The station is the result of an ambitious 20-year project – masterplanned by UNStudio – to redevelop the wider station area, the largest post-war development in Arnhem. Backed by the Dutch government, this transfer hub rewrites the rulebook on train stations and is the most complex of its type in Europe. The station will become the new ‘front door’ of the city, embracing the spirit of travel, and is expected to establish Arnhem as an important node between Germany, the Netherlands and Belgium. The new terminal houses commercial areas, and a conference centre and provides links to the nearby office plaza, city centre, underground parking garage and the Park Sonsbeek. The area around the station will become a place in and of itself, with 160,000 m2 of offices, shops and a cinema complex.
The 21,750 m2 transfer terminal features a dramatic twisting structural roof geometry, which enables column-free spans of up to 60 m in the transfer hall. Taking references from the continuous inside/outside surface of a Klein Bottle, UNStudio aimed to blur distinctions between the inside and outside of the terminal by continuing the urban landscape into the interior of the transfer hall, where ceilings, walls and floors all seamlessly transition into one another. The structure of the roof and twisting column was only made possible by abandoning traditional construction methods and materials; much lighter steel replaced concrete – originally intended for the station – and was constructed using boat building techniques on a scale never before attempted.
Delivery of such a complex and lengthy project on time, on budget and without design compromise required the courage and determination of both the client, ProRail B.V., and the architects. It is also the result of an exceptional collaborative endeavour by the key stakeholders, ProRail, the contractor combination Ballast Nedam + BAM, the Ministry of Infrastructure, and the Arnhem City Council.
UNStudio began the masterplan in 1996 and completed its first sketch design for the transfer terminal back in 2000. After intensively researching passenger flows and transportation modes, UNStudio proposed that the new terminal should expand to become a ‘transfer machine’ that incorporates the whole spectrum of public transport, meeting the travel demands of the 21st century. Working with structural engineers Arup, a space without columns was produced, forming an architectural expression designed around the ways people will intuitively use the space. The station works on international, national and regional levels, allowing passengers to move between cities intuitively and with ease. This project is part of a countrywide railway upgrade that will see new stations in Rotterdam, Delft, The Hague, Breda and Utrecht.
“Arnhem Central is no longer just a train station. It has become a transfer hub. We wanted to give a new and vital impetus to station design, so rather than merely designing the station around the activities and people flows that already took place there, the expanded architecture of the new transfer terminal directs and determines how people use and move around the building,” said Ben van Berkel, founder and principal architect of UNStudio.

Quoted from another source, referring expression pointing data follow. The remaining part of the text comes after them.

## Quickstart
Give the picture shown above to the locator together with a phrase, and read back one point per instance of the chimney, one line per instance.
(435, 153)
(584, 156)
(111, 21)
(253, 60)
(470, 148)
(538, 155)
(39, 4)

“To keep all stakeholders on board and on the right track during the long journey to completion was a real challenge,” said Karin van Helmond, project manager for station development at ProRail. “In the past 20 years, many things changed in the economy, technology, politics and the social environment. By focusing on our ultimate goal – the actual building of this magnificent station – we succeeded in overcoming all setbacks and risks and, by working closely together, we got this unprecedented job done.”
Integrating the naturally sloping landscape distinctive to Arnhem, UNStudio conceived the transfer terminal as a flowing, utilitarian landscape of different functions, stacked up to four storeys above ground and two below. The key space is the 5,355 m2 main transfer hall, topped with a dynamic, undulating roof form.
In the development of the design, the practice used a series of conceptual structural tools to mold the geometry of the terminal landscape to accommodate the different programme functions. These include the use of ‘V-walls’, a load-bearing concrete structure that absorbs the differences in the required grids and provides daylight to the below-ground levels. The spaces between these elements also form the public access from the underground car park to the other components.
In 2001, Arnhem Central acquired the status from the Dutch government as of one of the ‘new key projects’ (station areas of national importance). These stations should function as catalysts for urban renewal and economic growth. It is anticipated that the new transfer terminal, which replaces a 1950s train station, will facilitate economic growth by enabling a vastly increased daily passenger flow to the city of 110,000 commuters per day in 2020.